A few days ago, drinking boba tea from Gong Cha, located just a block from my house, I recall a friend mentioning how much of a college town Harvard Square really is. And, I mean, she was right; cars are forced to take precautions as student-athletes zip to Harvard Yard on electric scooters; Harvard merch stores, advertising anything from key chains and coffee mugs to hoodies and sweatpants, have popped up every two blocks; the average age of a custodian is typically never beyond twenty-five.
In response, I probably chuckled, taking another sip of boba tea, amused by the fact that this college town has been the epitome of my childhood.
I have fond memories of Harvard Square. It was where I first went to Ballet school, learned how to ride a bike, and went to church. As a child, when I was bored, I’d rush to the COOP, two blocks from my house, to find new books I could get my hands on (though I typically went every Saturday when the COOP had Reading Days with chips and juice). Harvard Square always had the best candy shop, leading me to shamelessly beg my parents for Tootsie Rolls and Sour Patch Kids after a long day at school.
Nonetheless, things have changed as I enter the final months of my senior year. Developers have infiltrated the Harvard Square I loved and held so dearly. The local shops I proudly showed my friends are now vacated, leaving a depressing mark on the vibrant town center.
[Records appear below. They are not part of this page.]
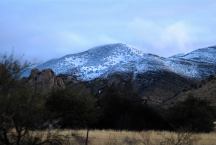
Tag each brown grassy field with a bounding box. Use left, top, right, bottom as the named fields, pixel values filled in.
left=43, top=129, right=216, bottom=145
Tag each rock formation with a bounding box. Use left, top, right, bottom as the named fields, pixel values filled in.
left=28, top=69, right=65, bottom=95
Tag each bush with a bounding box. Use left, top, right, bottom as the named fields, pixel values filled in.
left=46, top=88, right=98, bottom=128
left=167, top=95, right=215, bottom=132
left=96, top=84, right=169, bottom=130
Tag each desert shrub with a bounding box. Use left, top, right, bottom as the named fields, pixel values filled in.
left=159, top=132, right=198, bottom=145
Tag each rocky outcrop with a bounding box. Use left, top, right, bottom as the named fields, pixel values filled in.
left=28, top=69, right=65, bottom=95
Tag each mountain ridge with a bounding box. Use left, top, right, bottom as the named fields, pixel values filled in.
left=23, top=43, right=216, bottom=81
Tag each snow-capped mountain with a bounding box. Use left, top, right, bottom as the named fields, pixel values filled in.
left=175, top=46, right=216, bottom=63
left=167, top=46, right=216, bottom=78
left=24, top=43, right=216, bottom=80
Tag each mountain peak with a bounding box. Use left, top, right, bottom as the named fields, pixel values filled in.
left=172, top=45, right=216, bottom=64
left=86, top=43, right=144, bottom=57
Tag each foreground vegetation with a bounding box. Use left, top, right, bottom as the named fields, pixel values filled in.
left=0, top=55, right=216, bottom=145
left=24, top=129, right=216, bottom=145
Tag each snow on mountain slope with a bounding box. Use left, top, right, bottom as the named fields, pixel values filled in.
left=35, top=43, right=167, bottom=80
left=24, top=43, right=216, bottom=80
left=167, top=46, right=216, bottom=78
left=171, top=46, right=216, bottom=64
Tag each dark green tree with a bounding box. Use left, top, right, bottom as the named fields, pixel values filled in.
left=97, top=84, right=168, bottom=130
left=168, top=95, right=215, bottom=132
left=46, top=87, right=98, bottom=128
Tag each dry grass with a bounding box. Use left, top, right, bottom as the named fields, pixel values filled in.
left=38, top=129, right=216, bottom=145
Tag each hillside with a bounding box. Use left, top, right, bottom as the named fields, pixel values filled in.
left=88, top=71, right=196, bottom=106
left=164, top=76, right=216, bottom=107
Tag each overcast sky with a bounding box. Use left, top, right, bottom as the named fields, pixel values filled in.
left=1, top=0, right=216, bottom=62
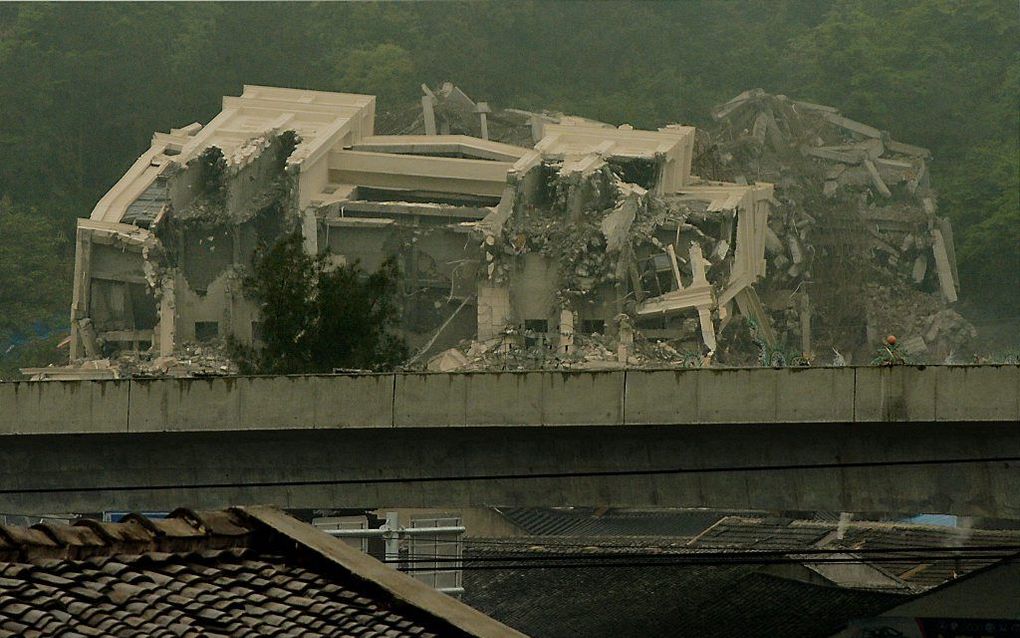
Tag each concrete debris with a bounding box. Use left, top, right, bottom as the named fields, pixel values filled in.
left=61, top=84, right=973, bottom=378
left=702, top=89, right=974, bottom=364
left=421, top=330, right=706, bottom=372
left=426, top=347, right=470, bottom=372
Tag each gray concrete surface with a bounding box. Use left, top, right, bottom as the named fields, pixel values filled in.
left=1, top=366, right=1017, bottom=516
left=3, top=366, right=1018, bottom=434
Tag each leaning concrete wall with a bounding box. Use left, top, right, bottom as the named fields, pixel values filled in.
left=1, top=366, right=1017, bottom=435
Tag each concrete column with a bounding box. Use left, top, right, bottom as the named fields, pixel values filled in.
left=476, top=102, right=491, bottom=141
left=477, top=284, right=511, bottom=342
left=558, top=309, right=575, bottom=354
left=421, top=96, right=437, bottom=136
left=158, top=277, right=176, bottom=357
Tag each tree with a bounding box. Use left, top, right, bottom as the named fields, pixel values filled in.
left=236, top=232, right=407, bottom=374
left=0, top=202, right=71, bottom=347
left=331, top=43, right=415, bottom=107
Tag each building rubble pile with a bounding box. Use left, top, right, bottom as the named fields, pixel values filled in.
left=42, top=84, right=975, bottom=380
left=111, top=340, right=240, bottom=377
left=695, top=89, right=974, bottom=364
left=426, top=329, right=707, bottom=373
left=417, top=85, right=974, bottom=372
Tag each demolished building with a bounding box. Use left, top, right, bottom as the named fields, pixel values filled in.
left=699, top=89, right=973, bottom=364
left=60, top=83, right=969, bottom=377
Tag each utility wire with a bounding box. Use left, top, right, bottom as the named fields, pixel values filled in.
left=390, top=544, right=1020, bottom=563
left=3, top=454, right=1018, bottom=496
left=393, top=553, right=1020, bottom=572
left=379, top=535, right=1020, bottom=551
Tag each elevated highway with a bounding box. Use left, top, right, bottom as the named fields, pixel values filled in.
left=1, top=365, right=1017, bottom=516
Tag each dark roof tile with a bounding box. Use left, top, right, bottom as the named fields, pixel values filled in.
left=74, top=519, right=155, bottom=553
left=0, top=509, right=523, bottom=638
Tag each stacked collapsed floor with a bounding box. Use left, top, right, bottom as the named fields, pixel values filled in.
left=697, top=89, right=973, bottom=364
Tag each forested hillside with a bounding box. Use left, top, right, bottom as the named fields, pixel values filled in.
left=1, top=0, right=1016, bottom=368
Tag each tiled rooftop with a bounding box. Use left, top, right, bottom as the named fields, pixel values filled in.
left=0, top=508, right=524, bottom=638
left=459, top=516, right=1020, bottom=637
left=462, top=536, right=906, bottom=638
Darwins, the sandwich shop I went to after church, is now closed, and the world’s only Curious George Shop has been shut down. City council members have started advocating for measures supporting the construction of twenty-five-story buildings close to my house. The Harvard Square I once knew is slowly disappearing, turning into a figment of my imagination, a fever dream, a remnant of a long-lost childhood.
Recently, I’ve started to take walks in Harvard Square to reconnect with my childhood. After school, I’ll stop at a local coffee shop to read a novel or start homework. On weekends, I’ve begun to listen to the music of Harvard Yard, appreciating the sounds of city cars and bustling students.
Perhaps, though, beginning to appreciate the small things, the things you took for granted as a child, such as listening to local guitarists playing Viva La Vida on JFK Street and the kind lady from the ice-cold lemonade stand during May Fair, is just a part of growing up. Perhaps, recalling these bittersweet moments, I’ve come to see Harvard Square in a new light: a special part of my childhood amid my transition into a new stage of life.